Walkways to new Tamar offices not so convenient
It may have been designed to represent a welcoming entrance but the public walkways between the new government headquarters at Tamar and Central and Admiralty differ sharply from those in the original plan.
The design by Hong Kong architect Rocco Yim Sen-kee - which he dubbed 'The Door' to symbolise government openness - included four footbridges across the busy roads that block pedestrians from the towering arch-shaped building.
But the bridges have been reduced to two and the access is less direct.
Under Yim's contest-winning design, three pedestrian connections would have stretched across the six-lane Harcourt Road linked to the Far East Finance Centre, Admiralty Centre and Harcourt Garden.
Another would have crossed Tim Mei Avenue to Citic Tower.
All were to have connected directly to the buildings at each end to provide all-weather access and convenience for the disabled.
The two to Harcourt Garden and the Far East Finance Centre have since been discarded.
While the bridge to Citic Tower is still a direct link, the one to Admiralty Centre has been split in two and ends in Harcourt Road, instead of entering the shop and office building that is linked by a pedestrian network to other offices and shopping malls along Queensway.
'We are concerned about the impact of a sudden increase in pedestrian flow in the areas,' Central and Western District Council vice-chairman Chan Chit-kwai said.
'We did hope the linkage would be direct and barrier-free.' The HK$5.5 billion project was awarded to a joint venture of Gammon and Hip Hing.
A government spokeswoman said the missing connections were not included in the tender as they involved technical problems and their marginal benefits did not justify the cost incurred.
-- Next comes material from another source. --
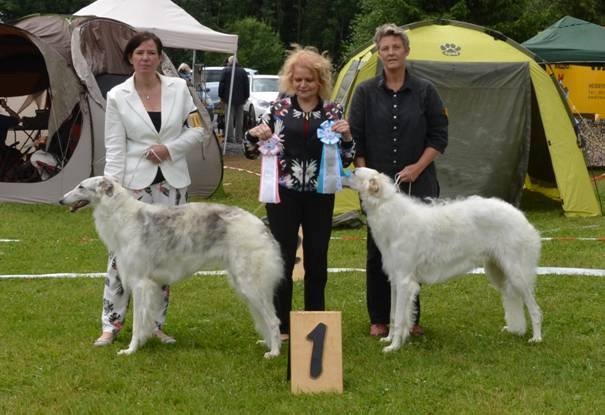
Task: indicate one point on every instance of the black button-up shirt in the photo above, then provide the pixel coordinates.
(392, 129)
For example, a direct link to the Admiralty Centre, managed by the MTR Corporation, would involve substantial cost and time as the centre had more than 500 individual owners.
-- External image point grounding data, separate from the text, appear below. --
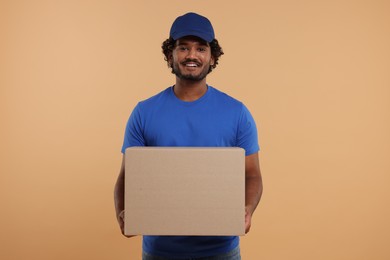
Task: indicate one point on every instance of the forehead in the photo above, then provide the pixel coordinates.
(191, 40)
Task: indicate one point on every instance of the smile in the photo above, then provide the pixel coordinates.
(190, 64)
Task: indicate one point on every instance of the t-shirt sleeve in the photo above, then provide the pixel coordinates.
(247, 132)
(134, 130)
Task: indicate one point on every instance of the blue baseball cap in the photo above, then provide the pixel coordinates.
(192, 24)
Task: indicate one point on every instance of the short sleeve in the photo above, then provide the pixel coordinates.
(134, 130)
(247, 132)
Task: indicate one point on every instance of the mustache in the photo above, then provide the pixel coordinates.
(193, 61)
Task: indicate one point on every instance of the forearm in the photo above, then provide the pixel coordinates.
(253, 192)
(119, 191)
(253, 182)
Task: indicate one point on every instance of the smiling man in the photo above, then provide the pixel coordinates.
(192, 113)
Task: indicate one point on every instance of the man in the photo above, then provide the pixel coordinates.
(192, 113)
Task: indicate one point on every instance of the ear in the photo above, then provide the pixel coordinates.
(212, 61)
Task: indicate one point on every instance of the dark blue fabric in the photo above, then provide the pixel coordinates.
(214, 120)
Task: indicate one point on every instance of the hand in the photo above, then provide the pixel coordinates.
(248, 219)
(121, 221)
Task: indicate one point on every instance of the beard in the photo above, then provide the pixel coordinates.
(190, 76)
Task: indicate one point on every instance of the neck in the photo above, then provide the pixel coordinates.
(188, 90)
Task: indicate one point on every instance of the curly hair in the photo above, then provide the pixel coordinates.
(169, 44)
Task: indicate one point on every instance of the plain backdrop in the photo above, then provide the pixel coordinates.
(314, 74)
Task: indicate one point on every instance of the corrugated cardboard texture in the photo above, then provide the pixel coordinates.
(184, 191)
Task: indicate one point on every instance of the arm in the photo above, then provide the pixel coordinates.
(253, 187)
(119, 197)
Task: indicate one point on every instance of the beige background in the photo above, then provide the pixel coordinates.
(315, 75)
It would also cause disturbance to the centre's users and worsen congestion at peak hours, she said, adding that the present arrangement was better as it provided easy access to the MTR station and nearby transport interchange.
Hong Kong Institute of Urban Design president Bernard Lim Wan-fung asked why the government, as the major shareholder in the MTRC, could not negotiate a better link with the Admiralty Centre.
'The developer does not want to sacrifice shop areas for the bridge of course but the current design is unsatisfactory,' he said.
Lim partly blamed the 'design-and-build' model adopted for the project for the reduced accessibility. He said the model, led by the contractor instead of the architect, was budget-oriented and unsuitable for large projects requiring flexible arrangements and updated technology.
'The contractor will only comply with the tender specifications. It has no incentive to think about planning in a holistic way,' he said, adding the model allowed little monitoring by lawmakers as they were required to approve the budget in one go.
Pedestrian access is important for the site, cut off to the south by Harcourt Road and to the north by a bypass, another six-lane road, limiting access to cars and taxis.
While an MTR station will be built to the north of the site as part of the North Island Line, this will not happen until 2016 at the earliest.
Town Planning Board members expressed concern over the heavy reliance on one crossing over Harcourt Road when they approved a design four years ago. They said pedestrian flow for the walkway across the road would be substantial, urging the government to consider spreading the flow at the detailed design stage to avoid overloading the walkway.
But the Planning Department said building a subway connection would require partial closure of Harcourt Road and would delay the headquarters project.